Sebelum pintu masuk ke dalam gedung, di sisi kiri terdapat loket pas pelabuhan yang tidak beroperasi, padahal sejumlah penumpang dan pengantar telah berada di dalam gedung. Begitu masuk, terdapat sebuah toserba sederhana di samping ruang tunggu pengantar yang hanya berukuran 4×4 meter.
Ruangan pengantar dengan ruangan steril khusus penumpang hanya dipisahkan sekat setinggi 50 cm. Sehingga, bukan penumpang pun bisa masuk ke ruangan steril. Di ruangan steril tampak mesin X-ray besar milik Bea dan Cukai. Saat wartawan ada di pelabuhan itu, mesin tersebut tak beroperasi.
Di ruangan steril ini, banyak orang bukan petugas hilir mudik hingga ke booth imigrasi, di mana paspor dan keperluan penumpang diperiksa petugas. Orang yang hilir mudik itu tampak berbincang-bincang dengan salah satu oknum petugas. Entah apa yang mereka perbincangkan, namun setelah itu muncul seorang penumpang wanita yang ingin ke Malaysia.

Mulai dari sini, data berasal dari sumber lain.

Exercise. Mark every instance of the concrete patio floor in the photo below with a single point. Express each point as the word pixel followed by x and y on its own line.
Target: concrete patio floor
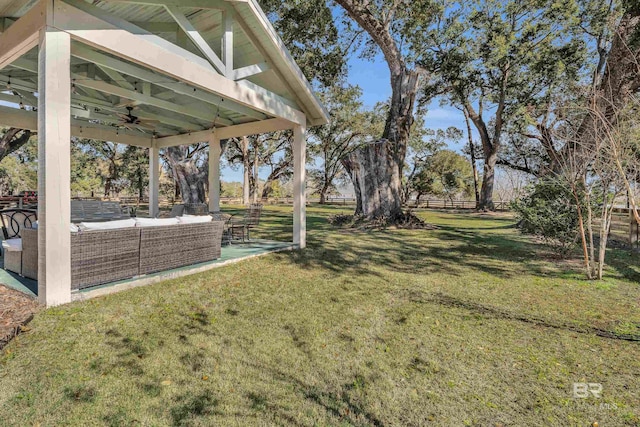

“Kita sesuai SOP, lihat paspor, kondisi baik, dicekal juga tidak ada dalam daftar. Kalau ada masalah, kita selidiki,” ujar Ridwan.
Booth atau loket imigrasi di pelabuhan kecil ini hanya ada dua. Sehingga penumpang harus mengantre walau tak sepanjang di bandara internasional di Indonesia. Setelah loket imigrasi, terdapat ruang tunggu penumpang, 60 persen luas gedung itu digunakan untuk ruang tunggu penumpang.
“Kapal ferry di sini satu kali keberangkatan dan satu kali kedatangan setiap harinya. Rata-rata penumpang 300 orang, sebulan bisa sampai 9.000 orang. Normalnya Tanjung Balai-Port Klang itu 4-5 jam, tapi ada speedboat juga itu 3 jam,” kata Ridwan.
Sesekali penumpang yang sudah berada di kapal kembali turun untuk meminta stempel imigrasi, rupanya mereka masuk ke dermaga melalui pintu kedatangan. Pintu keberangkatan dan pintu kedatangan hanya berjarak 10 meter. Dua pintu ini pun terhubung di dalam gedung dan di luar gedung.
Pelabuhan ini dikelilingi pemukiman nelayan. Kiri-kanannya pun rumah warga yang disulap menjadi gudang ikan untuk nelayan yang baru selesai melaut. Banyaknya kapal nelayan yang tak kalah besar dengan ferry itu membuat pelabuhan ini sebagai jembatan Indonesia-Malaysia di tengah ‘pelabuhan tikus’.
“Umumnya ini, kapalnya malah orang nelayan, dialih fungsi tadi seperti itu. Mungkin sudah ada jaringan mereka, sulit diawasi dengan sarana prasarana kita,” ujar Ridwan. (net/bbs)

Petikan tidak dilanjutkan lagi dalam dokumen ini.